How Slack is taking a 'human approach' to reaching customers
- 28 May, 2018 07:09
Compelling customer experiences require “a constant stream” of customer feedback, Slack’s global vice-president of marketing, Kelly Watkins, says. It's sound advice and not overly complicated, but often, it’s difficult for companies to achieve.
“You have to have access on a constant basis to your customer, and understand what their needs are and what their challenges are - and what they’re trying to achieve,” Watkins tells CMO.
As an example of how and where Slack is able to stay in touch with the customer in real-time, she point to an integration between the collaboration platform and Twitter.
“We pipe all the tweets we receive at our main Twitter handle into our Slack workspace, and that enables anybody on the team to see at a moment’s notice what people are asking us about, where they may be stuck with the product and what ideas they might have,” Watkins explains. “It’s about how we can really help them get the most value out of Slack.”
Today, Slack boasts of more than 8 million daily active users (DAUs) across more than 500,000 organisations. This includes more than 3 million paid users and 65 per cent of companies in the Fortune 100.

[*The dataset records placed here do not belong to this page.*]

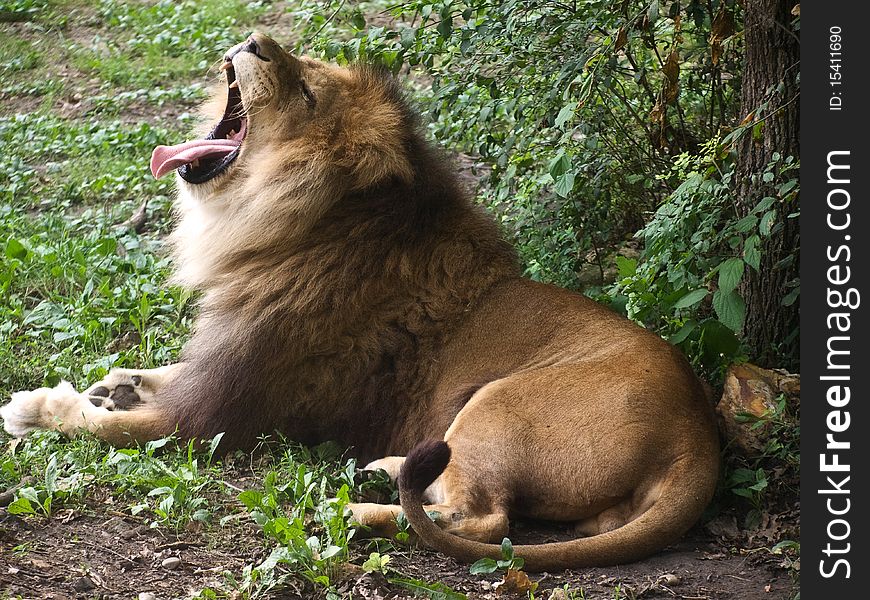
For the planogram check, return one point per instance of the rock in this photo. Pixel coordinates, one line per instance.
(83, 584)
(751, 390)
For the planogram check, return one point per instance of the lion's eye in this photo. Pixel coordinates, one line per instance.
(308, 95)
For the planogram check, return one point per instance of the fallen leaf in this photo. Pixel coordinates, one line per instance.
(515, 582)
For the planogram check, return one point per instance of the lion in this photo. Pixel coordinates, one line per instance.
(351, 291)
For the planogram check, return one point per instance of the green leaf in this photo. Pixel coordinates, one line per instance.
(358, 20)
(407, 37)
(507, 548)
(251, 499)
(433, 591)
(730, 274)
(15, 249)
(565, 184)
(559, 165)
(692, 298)
(730, 308)
(445, 27)
(484, 565)
(786, 187)
(718, 340)
(764, 204)
(627, 267)
(51, 474)
(766, 223)
(564, 115)
(21, 506)
(684, 332)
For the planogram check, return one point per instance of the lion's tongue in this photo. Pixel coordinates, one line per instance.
(166, 158)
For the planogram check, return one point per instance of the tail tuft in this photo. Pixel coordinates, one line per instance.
(424, 464)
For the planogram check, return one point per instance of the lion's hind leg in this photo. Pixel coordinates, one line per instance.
(382, 520)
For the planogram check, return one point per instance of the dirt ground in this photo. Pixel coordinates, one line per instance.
(100, 552)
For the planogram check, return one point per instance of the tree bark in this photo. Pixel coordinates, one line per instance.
(770, 75)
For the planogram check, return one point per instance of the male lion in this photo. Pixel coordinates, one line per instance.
(352, 292)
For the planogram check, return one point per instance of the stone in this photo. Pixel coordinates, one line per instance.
(752, 391)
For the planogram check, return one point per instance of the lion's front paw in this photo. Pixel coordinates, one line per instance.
(124, 388)
(120, 389)
(31, 410)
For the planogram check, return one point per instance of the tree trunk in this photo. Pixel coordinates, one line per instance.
(772, 60)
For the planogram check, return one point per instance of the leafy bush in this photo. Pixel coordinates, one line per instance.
(574, 107)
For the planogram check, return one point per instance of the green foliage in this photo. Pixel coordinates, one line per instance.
(573, 124)
(508, 561)
(312, 535)
(697, 249)
(776, 467)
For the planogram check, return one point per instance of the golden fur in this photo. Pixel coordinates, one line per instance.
(351, 292)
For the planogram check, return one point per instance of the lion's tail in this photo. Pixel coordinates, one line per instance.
(675, 511)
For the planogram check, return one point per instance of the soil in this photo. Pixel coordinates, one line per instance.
(98, 551)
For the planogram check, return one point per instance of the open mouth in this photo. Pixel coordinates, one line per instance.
(199, 161)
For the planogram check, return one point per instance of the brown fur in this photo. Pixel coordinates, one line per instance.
(351, 292)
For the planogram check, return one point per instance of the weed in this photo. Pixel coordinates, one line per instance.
(508, 561)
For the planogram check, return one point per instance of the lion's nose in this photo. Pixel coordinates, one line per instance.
(249, 45)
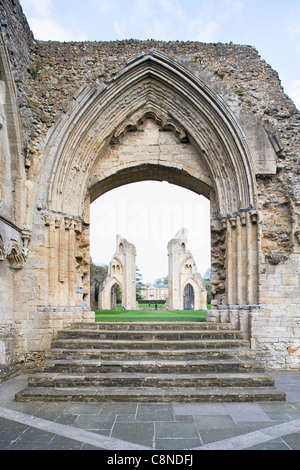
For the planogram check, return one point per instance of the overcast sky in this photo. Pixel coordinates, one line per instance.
(272, 26)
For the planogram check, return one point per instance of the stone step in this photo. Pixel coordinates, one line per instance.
(151, 367)
(150, 362)
(151, 335)
(84, 343)
(144, 326)
(150, 395)
(149, 354)
(63, 380)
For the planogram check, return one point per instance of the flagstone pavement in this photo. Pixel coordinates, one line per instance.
(151, 426)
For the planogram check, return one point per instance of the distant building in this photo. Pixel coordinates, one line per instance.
(155, 292)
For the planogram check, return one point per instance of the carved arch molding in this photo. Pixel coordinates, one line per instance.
(155, 87)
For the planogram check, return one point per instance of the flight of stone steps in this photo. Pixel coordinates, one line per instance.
(150, 362)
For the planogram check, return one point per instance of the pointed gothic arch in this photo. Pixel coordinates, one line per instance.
(86, 155)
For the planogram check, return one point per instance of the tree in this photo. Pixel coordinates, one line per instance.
(139, 285)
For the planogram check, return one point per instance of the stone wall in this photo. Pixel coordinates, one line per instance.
(45, 85)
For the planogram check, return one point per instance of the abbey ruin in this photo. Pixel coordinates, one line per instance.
(186, 290)
(80, 119)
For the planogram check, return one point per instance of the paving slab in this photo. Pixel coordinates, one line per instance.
(149, 426)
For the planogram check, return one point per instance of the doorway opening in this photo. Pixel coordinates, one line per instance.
(188, 297)
(148, 214)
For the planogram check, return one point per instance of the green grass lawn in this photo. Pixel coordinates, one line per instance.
(149, 315)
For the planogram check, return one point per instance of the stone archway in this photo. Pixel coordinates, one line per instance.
(121, 271)
(154, 121)
(188, 297)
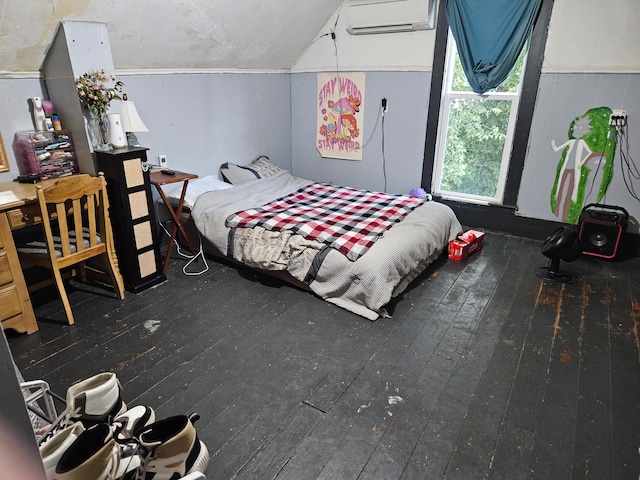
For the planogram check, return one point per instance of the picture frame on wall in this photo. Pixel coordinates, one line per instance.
(4, 161)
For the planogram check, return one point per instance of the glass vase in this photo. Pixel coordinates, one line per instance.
(98, 128)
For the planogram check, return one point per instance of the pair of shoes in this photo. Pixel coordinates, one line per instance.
(104, 446)
(165, 450)
(95, 437)
(170, 449)
(94, 400)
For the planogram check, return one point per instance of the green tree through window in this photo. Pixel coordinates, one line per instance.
(476, 138)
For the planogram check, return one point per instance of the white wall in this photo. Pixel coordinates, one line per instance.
(594, 36)
(198, 120)
(598, 40)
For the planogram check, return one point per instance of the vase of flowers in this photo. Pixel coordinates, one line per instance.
(96, 90)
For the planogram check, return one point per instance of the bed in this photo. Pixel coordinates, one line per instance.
(363, 284)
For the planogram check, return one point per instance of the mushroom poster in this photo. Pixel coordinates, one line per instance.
(340, 115)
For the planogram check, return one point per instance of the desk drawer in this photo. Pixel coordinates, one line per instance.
(9, 302)
(24, 216)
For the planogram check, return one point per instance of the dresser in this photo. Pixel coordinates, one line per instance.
(16, 311)
(132, 216)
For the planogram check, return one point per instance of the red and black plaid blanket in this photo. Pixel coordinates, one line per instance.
(344, 218)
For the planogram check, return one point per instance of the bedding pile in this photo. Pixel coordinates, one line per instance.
(364, 285)
(344, 218)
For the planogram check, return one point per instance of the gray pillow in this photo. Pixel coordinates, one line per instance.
(261, 167)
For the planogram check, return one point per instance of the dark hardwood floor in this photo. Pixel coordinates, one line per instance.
(483, 371)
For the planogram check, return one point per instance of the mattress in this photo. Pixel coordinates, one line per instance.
(363, 286)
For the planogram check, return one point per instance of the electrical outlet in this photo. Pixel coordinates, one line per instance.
(618, 118)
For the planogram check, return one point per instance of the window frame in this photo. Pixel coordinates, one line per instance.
(446, 102)
(528, 94)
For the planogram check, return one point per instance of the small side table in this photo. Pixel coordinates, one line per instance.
(159, 179)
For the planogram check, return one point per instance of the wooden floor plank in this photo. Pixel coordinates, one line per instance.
(482, 371)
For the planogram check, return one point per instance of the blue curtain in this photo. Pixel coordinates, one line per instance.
(490, 35)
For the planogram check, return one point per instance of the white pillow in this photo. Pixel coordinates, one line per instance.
(195, 188)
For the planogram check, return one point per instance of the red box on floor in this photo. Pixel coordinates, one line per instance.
(466, 244)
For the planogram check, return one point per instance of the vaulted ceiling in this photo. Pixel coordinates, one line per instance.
(170, 34)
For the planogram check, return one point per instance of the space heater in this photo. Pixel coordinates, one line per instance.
(601, 228)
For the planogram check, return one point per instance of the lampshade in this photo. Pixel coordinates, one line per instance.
(131, 121)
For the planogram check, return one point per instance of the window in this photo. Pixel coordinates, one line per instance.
(475, 134)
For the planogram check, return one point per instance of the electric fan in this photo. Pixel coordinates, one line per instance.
(563, 244)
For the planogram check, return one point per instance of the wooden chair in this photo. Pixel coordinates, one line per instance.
(78, 203)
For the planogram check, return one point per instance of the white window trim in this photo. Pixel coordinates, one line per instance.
(443, 122)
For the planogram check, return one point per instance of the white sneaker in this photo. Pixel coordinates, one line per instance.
(170, 449)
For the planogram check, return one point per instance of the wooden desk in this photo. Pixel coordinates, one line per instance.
(18, 208)
(158, 179)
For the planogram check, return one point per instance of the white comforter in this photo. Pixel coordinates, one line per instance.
(364, 286)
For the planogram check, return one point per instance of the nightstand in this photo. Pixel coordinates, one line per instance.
(158, 178)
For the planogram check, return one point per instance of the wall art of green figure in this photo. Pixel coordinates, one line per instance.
(587, 154)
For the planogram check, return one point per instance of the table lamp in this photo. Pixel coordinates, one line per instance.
(131, 121)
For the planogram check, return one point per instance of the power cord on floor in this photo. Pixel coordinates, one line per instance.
(179, 251)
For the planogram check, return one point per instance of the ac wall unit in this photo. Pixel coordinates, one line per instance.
(390, 16)
(390, 28)
(356, 3)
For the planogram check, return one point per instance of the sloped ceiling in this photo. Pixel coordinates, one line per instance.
(170, 34)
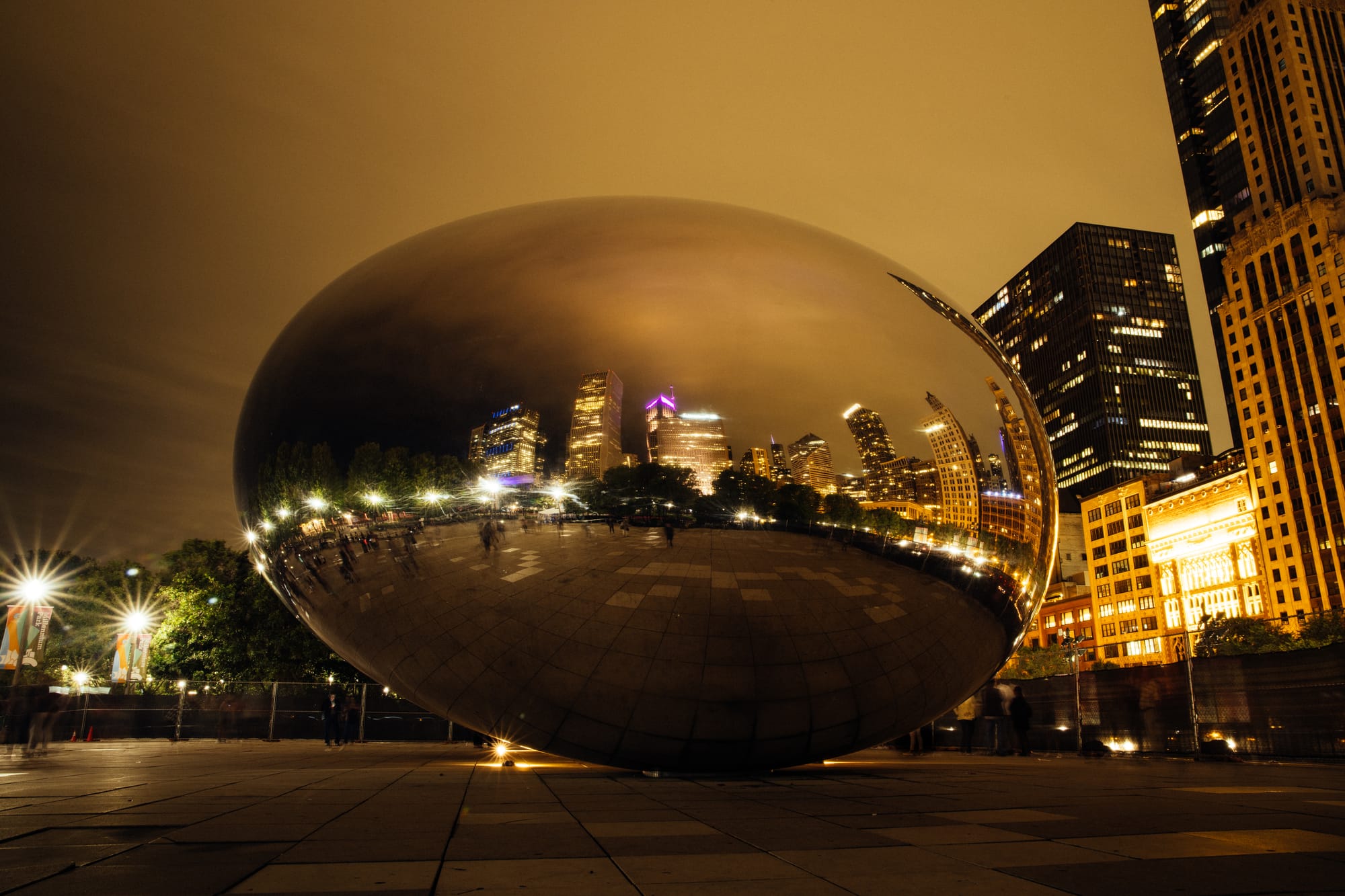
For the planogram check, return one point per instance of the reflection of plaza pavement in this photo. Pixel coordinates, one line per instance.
(728, 647)
(147, 817)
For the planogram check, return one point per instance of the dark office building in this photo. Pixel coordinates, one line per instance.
(1190, 34)
(1098, 327)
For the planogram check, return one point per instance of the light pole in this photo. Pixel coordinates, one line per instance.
(30, 591)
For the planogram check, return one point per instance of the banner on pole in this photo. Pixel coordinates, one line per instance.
(130, 657)
(28, 627)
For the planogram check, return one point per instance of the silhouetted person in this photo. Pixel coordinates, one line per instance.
(333, 719)
(966, 713)
(1020, 710)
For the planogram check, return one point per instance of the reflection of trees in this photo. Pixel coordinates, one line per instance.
(298, 474)
(627, 491)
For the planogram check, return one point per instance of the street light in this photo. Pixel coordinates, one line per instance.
(29, 592)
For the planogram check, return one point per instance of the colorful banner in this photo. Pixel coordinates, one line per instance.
(36, 622)
(130, 657)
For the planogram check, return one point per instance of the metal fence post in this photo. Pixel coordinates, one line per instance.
(271, 725)
(364, 696)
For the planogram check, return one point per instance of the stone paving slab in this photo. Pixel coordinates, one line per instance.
(150, 817)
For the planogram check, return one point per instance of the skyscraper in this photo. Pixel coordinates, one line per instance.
(1028, 475)
(958, 481)
(510, 444)
(1190, 34)
(1098, 327)
(697, 442)
(656, 412)
(595, 444)
(758, 462)
(878, 456)
(1285, 275)
(810, 464)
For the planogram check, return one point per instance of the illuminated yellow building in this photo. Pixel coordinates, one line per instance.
(595, 444)
(960, 485)
(697, 442)
(1206, 555)
(810, 464)
(758, 462)
(1167, 551)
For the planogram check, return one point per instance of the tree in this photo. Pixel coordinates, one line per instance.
(736, 491)
(797, 505)
(1323, 628)
(1039, 662)
(223, 620)
(843, 510)
(1233, 635)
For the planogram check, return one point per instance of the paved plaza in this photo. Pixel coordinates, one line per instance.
(249, 817)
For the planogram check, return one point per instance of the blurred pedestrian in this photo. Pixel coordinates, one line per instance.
(1020, 710)
(333, 710)
(966, 713)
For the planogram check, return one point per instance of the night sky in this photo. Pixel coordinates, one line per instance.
(182, 178)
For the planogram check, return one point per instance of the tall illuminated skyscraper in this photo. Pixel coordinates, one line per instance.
(656, 412)
(1208, 142)
(758, 462)
(595, 444)
(1027, 473)
(697, 442)
(960, 486)
(1098, 327)
(878, 456)
(510, 444)
(810, 464)
(1285, 279)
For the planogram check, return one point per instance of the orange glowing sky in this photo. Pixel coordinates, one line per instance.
(184, 177)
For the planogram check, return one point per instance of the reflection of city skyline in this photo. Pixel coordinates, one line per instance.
(952, 482)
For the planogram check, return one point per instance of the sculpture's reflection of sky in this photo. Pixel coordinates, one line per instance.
(190, 177)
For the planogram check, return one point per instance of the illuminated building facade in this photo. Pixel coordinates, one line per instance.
(810, 464)
(1067, 612)
(1285, 276)
(1169, 549)
(510, 446)
(1100, 330)
(595, 444)
(696, 442)
(960, 483)
(876, 454)
(781, 471)
(1204, 123)
(1027, 474)
(758, 462)
(1207, 555)
(656, 412)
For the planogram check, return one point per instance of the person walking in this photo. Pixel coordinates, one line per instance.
(333, 712)
(995, 706)
(966, 713)
(1020, 710)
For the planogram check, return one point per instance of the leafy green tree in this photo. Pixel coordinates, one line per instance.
(223, 620)
(1039, 662)
(1323, 628)
(843, 510)
(797, 505)
(1230, 637)
(736, 491)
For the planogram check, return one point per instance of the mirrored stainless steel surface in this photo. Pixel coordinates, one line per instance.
(445, 469)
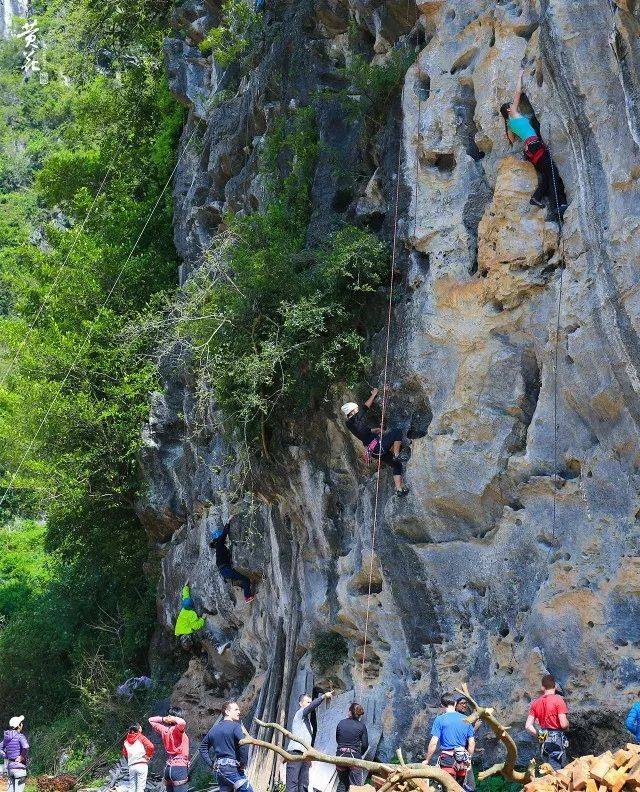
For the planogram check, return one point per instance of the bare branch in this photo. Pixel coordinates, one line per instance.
(394, 775)
(507, 768)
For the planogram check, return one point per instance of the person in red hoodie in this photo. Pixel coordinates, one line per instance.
(137, 750)
(550, 711)
(171, 728)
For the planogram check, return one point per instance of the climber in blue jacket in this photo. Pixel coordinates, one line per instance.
(633, 721)
(550, 185)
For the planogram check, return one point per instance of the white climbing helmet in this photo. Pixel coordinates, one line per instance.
(348, 408)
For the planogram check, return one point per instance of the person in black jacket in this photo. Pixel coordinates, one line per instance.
(231, 757)
(225, 564)
(353, 741)
(386, 448)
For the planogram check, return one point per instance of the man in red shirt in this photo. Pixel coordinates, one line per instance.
(550, 711)
(176, 743)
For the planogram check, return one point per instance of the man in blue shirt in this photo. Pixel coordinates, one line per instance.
(456, 740)
(633, 721)
(231, 757)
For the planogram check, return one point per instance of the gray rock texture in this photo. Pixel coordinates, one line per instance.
(487, 354)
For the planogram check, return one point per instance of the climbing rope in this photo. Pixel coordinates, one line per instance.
(557, 345)
(98, 315)
(54, 283)
(384, 393)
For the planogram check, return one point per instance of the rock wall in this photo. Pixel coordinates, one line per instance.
(500, 329)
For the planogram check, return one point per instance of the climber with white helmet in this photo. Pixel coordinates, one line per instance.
(550, 185)
(378, 446)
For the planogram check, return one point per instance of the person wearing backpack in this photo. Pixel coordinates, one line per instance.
(137, 750)
(221, 543)
(550, 184)
(456, 739)
(385, 447)
(172, 730)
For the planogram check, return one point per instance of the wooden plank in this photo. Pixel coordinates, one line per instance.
(601, 766)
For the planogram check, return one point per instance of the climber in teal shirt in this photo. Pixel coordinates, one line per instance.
(550, 186)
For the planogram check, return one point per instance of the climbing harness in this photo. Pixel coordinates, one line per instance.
(92, 326)
(557, 345)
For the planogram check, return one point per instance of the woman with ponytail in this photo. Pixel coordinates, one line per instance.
(353, 741)
(550, 185)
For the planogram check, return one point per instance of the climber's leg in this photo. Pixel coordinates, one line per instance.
(297, 776)
(556, 186)
(396, 467)
(543, 173)
(343, 779)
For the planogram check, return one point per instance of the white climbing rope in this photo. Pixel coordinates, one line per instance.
(54, 283)
(384, 393)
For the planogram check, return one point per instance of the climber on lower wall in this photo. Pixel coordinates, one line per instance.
(633, 721)
(550, 712)
(550, 184)
(190, 626)
(386, 448)
(224, 562)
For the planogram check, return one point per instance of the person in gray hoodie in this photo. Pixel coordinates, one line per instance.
(298, 772)
(15, 749)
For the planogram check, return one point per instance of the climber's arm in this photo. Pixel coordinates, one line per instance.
(513, 110)
(371, 399)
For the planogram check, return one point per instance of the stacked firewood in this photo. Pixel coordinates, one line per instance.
(609, 772)
(59, 783)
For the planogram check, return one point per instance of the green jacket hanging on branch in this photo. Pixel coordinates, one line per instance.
(188, 620)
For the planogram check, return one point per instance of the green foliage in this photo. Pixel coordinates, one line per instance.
(329, 649)
(272, 323)
(497, 784)
(77, 607)
(239, 27)
(375, 83)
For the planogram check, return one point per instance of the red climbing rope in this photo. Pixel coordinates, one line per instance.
(384, 395)
(556, 350)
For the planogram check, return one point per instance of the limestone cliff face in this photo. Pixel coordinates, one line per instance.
(8, 10)
(468, 582)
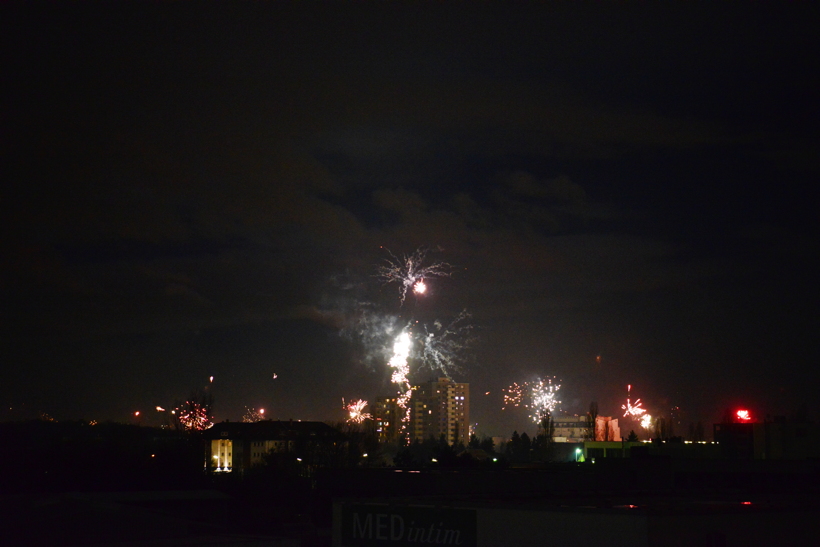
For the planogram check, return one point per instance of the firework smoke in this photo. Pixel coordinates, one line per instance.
(630, 408)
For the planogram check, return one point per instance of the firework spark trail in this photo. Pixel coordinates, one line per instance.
(539, 396)
(195, 417)
(409, 272)
(252, 415)
(355, 410)
(630, 408)
(401, 367)
(443, 348)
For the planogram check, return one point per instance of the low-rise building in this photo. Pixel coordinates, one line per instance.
(237, 446)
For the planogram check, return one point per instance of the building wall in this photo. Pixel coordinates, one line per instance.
(570, 429)
(441, 407)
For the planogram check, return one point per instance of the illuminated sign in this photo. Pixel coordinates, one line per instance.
(374, 525)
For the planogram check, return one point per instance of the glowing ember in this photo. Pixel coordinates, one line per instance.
(630, 408)
(252, 415)
(356, 411)
(409, 272)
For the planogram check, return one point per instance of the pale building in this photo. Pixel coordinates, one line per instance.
(606, 429)
(387, 416)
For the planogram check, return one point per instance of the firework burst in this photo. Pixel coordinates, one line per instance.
(252, 415)
(194, 417)
(409, 272)
(355, 410)
(444, 347)
(632, 409)
(540, 397)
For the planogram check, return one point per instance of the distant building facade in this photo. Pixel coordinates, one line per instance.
(778, 439)
(440, 407)
(236, 446)
(606, 429)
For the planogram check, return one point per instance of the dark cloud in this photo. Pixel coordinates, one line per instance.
(189, 191)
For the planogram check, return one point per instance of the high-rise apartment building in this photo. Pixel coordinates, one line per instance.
(440, 407)
(387, 418)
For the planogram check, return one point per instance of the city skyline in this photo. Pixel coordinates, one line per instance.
(203, 196)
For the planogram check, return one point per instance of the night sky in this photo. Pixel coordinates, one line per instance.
(626, 193)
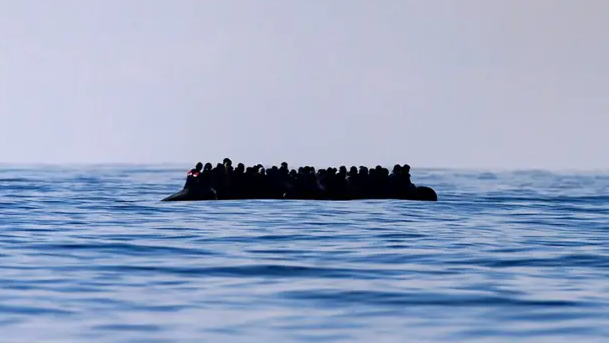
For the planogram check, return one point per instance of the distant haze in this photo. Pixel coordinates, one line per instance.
(445, 83)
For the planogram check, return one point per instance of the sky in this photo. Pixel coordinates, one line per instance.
(435, 84)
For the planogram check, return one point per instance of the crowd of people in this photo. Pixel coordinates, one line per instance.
(256, 182)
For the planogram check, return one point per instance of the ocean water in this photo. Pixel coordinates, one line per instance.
(90, 254)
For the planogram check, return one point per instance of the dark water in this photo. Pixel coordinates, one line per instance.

Watkins, who initially studied theology in college before eventually finding her way into tech marketing at Slack in 2016, has learned a thing or two about brand strategy and reaching out to customers. She has also worked in non-profit communications and is a self-taught software developer.
Good customer experience first and foremost must focus on creating value. “We’re in a really interesting time as a discipline. We’re in a time as marketers where we’re balancing both an incredible proliferation of tools that are rising up to help us do our job, but also this focus around delivering incredible experiences for people,” Watkins says.
Increasingly, the role of B2B software is to enable people to be as productive as possible.
“This has always been critical to Slack, ever since we first started. We really wanted to make work, not only simple and more pleasant, but to also make people’s working life more productive,” she continues.
As a result, a big part of the marketing strategy revolves around enabling humans and helping them be better focused on the task at hand.
“This is why we have a platform that integrates with all of the tools people use so there’s less context routine a team has to go through in a day. It is also why we make ongoing investments in things like AI and machine learning to really augment the ways teams are working in ways that can further productivity,” Watkins says.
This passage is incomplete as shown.